This week, my e-collaboration class takes up the subject of blogging, and I’m delighted that my own blogging and blog-reading practices can offer timely concrete examples of blogging’s benefits.
I was surprised and excited to see that my blog post last week garnered an unusual amount of attention. I posted a new version of my learning environment components list, and received comments and feedback (on and off line) that prompted me to make additional changes. I thank especially Stephen Downes and Harold Jarche for their comments.
In reading blogs last week, I was also re-introduced to Jane Hart’s thinking about changing roles of the learning professional, and since my upcoming presentations are to learning professionals about our emerging curating role, Jane’s perspective provided new dimensions for me to consider. The newest graphic on learning components is attached at the end of this post, and I continue to welcome comments on it.

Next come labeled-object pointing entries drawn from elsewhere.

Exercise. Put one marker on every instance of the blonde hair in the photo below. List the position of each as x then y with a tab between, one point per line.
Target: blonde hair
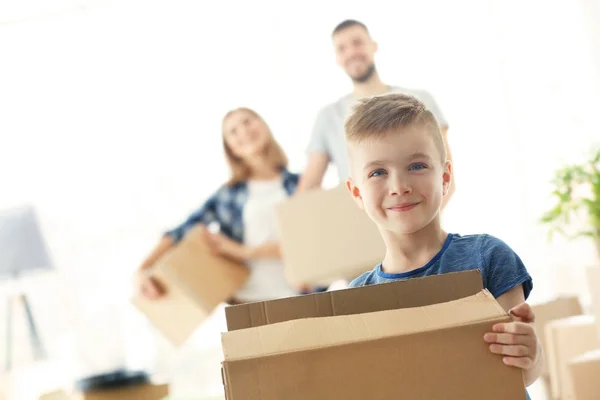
377	116
273	152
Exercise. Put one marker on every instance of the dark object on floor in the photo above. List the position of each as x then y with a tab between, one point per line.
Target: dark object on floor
116	379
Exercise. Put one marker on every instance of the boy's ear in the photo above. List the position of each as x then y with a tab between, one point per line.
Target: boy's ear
447	178
355	193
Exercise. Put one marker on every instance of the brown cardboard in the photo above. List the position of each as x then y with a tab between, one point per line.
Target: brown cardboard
593	275
375	342
379	355
568	338
54	395
325	237
139	392
559	308
388	296
585	374
196	283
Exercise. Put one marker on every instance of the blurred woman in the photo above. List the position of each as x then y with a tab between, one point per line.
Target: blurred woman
244	208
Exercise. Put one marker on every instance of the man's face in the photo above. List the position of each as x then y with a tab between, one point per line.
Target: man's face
355	52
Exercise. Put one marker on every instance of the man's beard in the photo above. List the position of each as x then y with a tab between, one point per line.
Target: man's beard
366	76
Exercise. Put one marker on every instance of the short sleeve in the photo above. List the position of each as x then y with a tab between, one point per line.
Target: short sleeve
318	138
432	105
503	268
204	215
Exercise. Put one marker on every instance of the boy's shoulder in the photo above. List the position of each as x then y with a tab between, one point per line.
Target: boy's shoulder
477	242
367	278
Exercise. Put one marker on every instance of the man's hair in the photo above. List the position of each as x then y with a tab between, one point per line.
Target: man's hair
376	116
347	24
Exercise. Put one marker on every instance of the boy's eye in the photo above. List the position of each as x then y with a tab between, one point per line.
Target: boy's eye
417	167
377	172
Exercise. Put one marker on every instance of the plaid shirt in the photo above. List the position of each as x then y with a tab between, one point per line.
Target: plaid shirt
226	207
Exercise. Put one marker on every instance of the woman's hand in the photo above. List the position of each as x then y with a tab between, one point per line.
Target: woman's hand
221	245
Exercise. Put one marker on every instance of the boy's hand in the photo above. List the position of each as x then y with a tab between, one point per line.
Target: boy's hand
516	340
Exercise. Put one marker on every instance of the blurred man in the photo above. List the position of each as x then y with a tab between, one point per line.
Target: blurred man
355	54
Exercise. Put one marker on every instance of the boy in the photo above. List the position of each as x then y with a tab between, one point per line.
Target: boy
399	176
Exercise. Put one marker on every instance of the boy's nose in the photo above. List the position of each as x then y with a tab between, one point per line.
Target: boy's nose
399	187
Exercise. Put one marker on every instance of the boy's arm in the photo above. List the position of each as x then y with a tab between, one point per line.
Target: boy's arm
520	335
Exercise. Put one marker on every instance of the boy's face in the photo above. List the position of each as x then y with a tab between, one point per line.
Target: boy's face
399	179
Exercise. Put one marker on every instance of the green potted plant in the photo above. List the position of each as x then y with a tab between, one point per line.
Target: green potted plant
577	191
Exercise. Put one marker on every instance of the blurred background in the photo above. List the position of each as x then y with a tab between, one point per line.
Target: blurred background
110	116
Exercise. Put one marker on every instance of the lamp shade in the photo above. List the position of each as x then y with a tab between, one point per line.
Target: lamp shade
22	246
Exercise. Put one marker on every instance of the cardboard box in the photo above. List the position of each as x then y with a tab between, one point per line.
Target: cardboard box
556	309
568	338
585	374
593	275
376	342
325	237
196	283
55	395
138	392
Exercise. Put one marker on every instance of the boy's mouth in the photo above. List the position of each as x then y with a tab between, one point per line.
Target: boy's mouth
403	207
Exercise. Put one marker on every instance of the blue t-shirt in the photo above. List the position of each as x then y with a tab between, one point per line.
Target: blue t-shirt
501	268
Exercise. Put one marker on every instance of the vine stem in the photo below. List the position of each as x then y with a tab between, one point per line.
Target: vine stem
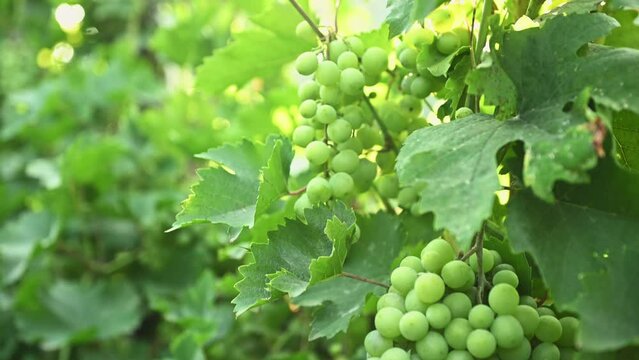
363	279
308	19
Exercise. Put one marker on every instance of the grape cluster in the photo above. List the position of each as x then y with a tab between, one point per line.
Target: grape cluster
430	313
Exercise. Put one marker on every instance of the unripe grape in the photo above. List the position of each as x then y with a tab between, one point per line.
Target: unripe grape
326	114
503	299
481	343
341	184
463	112
308	108
339	131
327	73
374	60
306	63
448	43
375	344
413	325
481	316
387	322
345	161
317	152
308	90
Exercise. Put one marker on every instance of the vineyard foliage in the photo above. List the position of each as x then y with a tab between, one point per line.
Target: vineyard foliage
238	179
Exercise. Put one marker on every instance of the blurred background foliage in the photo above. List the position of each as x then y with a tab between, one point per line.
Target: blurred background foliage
98	126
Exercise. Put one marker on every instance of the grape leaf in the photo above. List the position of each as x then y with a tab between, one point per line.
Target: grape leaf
296	256
339	299
455	162
258	52
246	179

The experiences of the week were really an object lesson in the power of blogging. Working solo in my office in Delaware, I can be connected to well-known thinkers and hard-working professionals – and we can share differing perspectives, offer helpful critique, vent our concerns, build on each other’s ideas, discover what’s new, identify important trends, and so much more. For me, blogging is an important exercise that helps me to process what I think into something relatively coherent – to “see what I say” so to speak.
Since I have a foot in both the academic world and the practitioner world, I also appreciate how immediate blogging can be in terms of getting ideas out for a fair hearing. The act of getting our thoughts out of our head and onto the screen is one important step, and when we spread those ideas and invite feedback, our approaches and emerging frameworks can move forward far more quickly than through a more formal publishing route.
Some people may think that the simplicity of Twitter has bumped blogging off the map, but my experience is that the most helpful “tweets” are links to longer-form articles and blog posts. Many of these materials exist only on the internet – they haven’t yet been expanded into books or offered as conference presentations. Blogs have been a very important part of my professional development, and I often share my blog roll to get others started.